There’s a scene toward the end of the book where Shiori goes to the Winter Festival and comes this close to revealing her true identity to the love interest (but can’t because she’s taken a vow of silence). It’s a beautiful scene, and full of tension and drama, and I love it! There’s also lots of lanterns in the scene, which harken to one of my favorite quotes in the book: “Find the light that makes your lantern shine.”
3. Did Shiori remind you of yourself or someone close to you while you were writing?
She doesn’t! Her younger self has hints of my sister when she was a teenager (very stubborn and impulsive, hah!) but Shiori changes a lot during the course of the book (as my sister obviously has as well), and that self-journey is really all her own.
4. What is your perfect writing setup (mood, place, utensils, music, etc.)?
I’m pretty easygoing when it comes to setup! I can literally write anywhere at any time.
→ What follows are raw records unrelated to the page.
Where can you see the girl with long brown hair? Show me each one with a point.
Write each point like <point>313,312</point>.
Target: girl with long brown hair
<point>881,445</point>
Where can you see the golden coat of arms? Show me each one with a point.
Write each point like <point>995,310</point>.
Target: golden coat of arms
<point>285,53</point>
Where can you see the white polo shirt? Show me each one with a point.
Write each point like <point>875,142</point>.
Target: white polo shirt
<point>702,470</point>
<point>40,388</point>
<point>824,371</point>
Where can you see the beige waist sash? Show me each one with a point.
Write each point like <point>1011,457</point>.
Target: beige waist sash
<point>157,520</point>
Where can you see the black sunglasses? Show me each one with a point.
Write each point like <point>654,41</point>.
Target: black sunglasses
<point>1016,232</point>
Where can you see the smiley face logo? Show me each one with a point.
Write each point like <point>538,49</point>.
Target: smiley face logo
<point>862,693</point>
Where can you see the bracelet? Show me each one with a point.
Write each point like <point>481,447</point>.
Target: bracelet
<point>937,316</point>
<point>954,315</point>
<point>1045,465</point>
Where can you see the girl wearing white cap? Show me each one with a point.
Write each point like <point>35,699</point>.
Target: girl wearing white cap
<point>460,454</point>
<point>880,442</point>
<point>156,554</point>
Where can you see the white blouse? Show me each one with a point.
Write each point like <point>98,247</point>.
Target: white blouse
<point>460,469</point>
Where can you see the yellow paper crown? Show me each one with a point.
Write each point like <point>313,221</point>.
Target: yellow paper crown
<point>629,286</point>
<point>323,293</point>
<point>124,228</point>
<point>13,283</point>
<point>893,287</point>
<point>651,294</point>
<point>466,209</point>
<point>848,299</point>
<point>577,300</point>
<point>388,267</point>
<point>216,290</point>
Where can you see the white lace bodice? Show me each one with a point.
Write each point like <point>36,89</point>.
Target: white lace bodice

I don’t listen to music because as a former professional composer I find it too distracting, but I’m fine if someone else is playing music or making noise. All I need, really, is my laptop and a chair and I’m good to go!
5. If you had to pick one song to describe Shiori’s journey in Six Crimson Cranes, what would you choose?
Rise up by Andra Day. It’s such an inspirational song, I think Shiori would have teared up listening to it during the harder parts of her journey.
6. Do you miss the characters you have created once their story is complete?
Yes, of course I do! But thankfully Six Crimson Cranes is a duology, so I have one more book to spend time with them again ☺
Meet the Author
Elizabeth Lim is the author of the critically-acclaimed and bestselling The Blood of Stars duology (Spin the Dawn and Unravel the Dusk), the New York Times bestseller So This is Love, and the USA Today bestseller Reflection. Forthcoming books include the Six Crimson Cranes duology, expected summer 2021 and summer 2022, respectively.
Elizabeth grew up on a hearty staple of fairy tales, myths, and songs. Her passion for storytelling began around age 10, when she started writing fanfics for Sailor Moon, Sweet Valley, and Star Wars, and posted them online to discover, “Wow, people actually read my stuff. And that’s kinda cool!” But after one of her teachers told her she had “too much voice” in her essays, Elizabeth took a break from creative writing to focus on not flunking English.
Over the years, Elizabeth became a film and video game composer, and even went so far as to get a doctorate in music composition. But she always missed writing, and she turned to penning stories when she needed a breather from grad school. One day, she decided to write and finish a novel—for kicks, at first, then things became serious—and she hasn’t looked back since.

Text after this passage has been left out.